I turned to the counselling service in my own University. It was tough, I won’t lie. There were days where I poured my heart out and wept uncontrollably and others where I wasn’t able to talk or muster the willingness to even participate. It took time but once a relationship of trust and a mutual respect was established, I started to feel much lighter, relieved even. I know it’s cliché to say that a problem shared is a problem halved, but it is a cliché for a reason; it’s proven to be true.

While at counselling, I realised that I was so hung up on the “Why did it happen to me?” that I was missing the core of the issue; I wasn’t the problem. This revelation was ground-breaking for me. I will never know why and it honestly doesn’t bother me in the slightest anymore. What I do know is that I have a great family and circle of friends around me that love me more than enough to make up for any love that may have been lost along the way.

I couldn’t see this before counselling.

I know now that there is no shame in admitting that you are struggling and asking for help, no matter what you are going through. Everyone has a story and some stories are more intricately laced with heartbreak and hurt than others. That is not to say that because someone may be worse off than you that your problems are not worthy of seeking help. Every person in the world needs someone to open up to at the end of the day and we shouldn’t be expected to be capable of bearing the heaviest of burdens on our own shoulders.

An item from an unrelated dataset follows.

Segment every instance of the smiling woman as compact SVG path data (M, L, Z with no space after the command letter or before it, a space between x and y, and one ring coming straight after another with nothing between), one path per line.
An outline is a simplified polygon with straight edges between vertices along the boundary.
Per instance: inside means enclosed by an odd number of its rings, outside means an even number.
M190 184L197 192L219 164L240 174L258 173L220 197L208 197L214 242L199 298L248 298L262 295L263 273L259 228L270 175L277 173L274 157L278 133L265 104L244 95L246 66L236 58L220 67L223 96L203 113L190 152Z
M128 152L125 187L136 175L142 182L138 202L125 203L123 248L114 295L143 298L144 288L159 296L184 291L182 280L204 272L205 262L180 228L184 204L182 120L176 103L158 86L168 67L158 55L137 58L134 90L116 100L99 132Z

My biological father has lived ten minutes away from me for my entire life. And nothing. No birthday card, Christmas card, text or phone-call, no contact whatsoever for 21 years.

I’ve decided that I will never go searching for him because to be honest, I don’t feel the need. I don’t feel like I don’t know who I am because I don’t know him. Life is a journey of self-discovery, we are never ‘finished products’; we are constantly changing. Knowing him won’t give me more knowledge of myself than I already have. I don’t feel the need to have him in my life because I’ve made it this far without him.

It should be a privilege for anyone to be a part of your story, a privilege that has to be earned; one that he never will.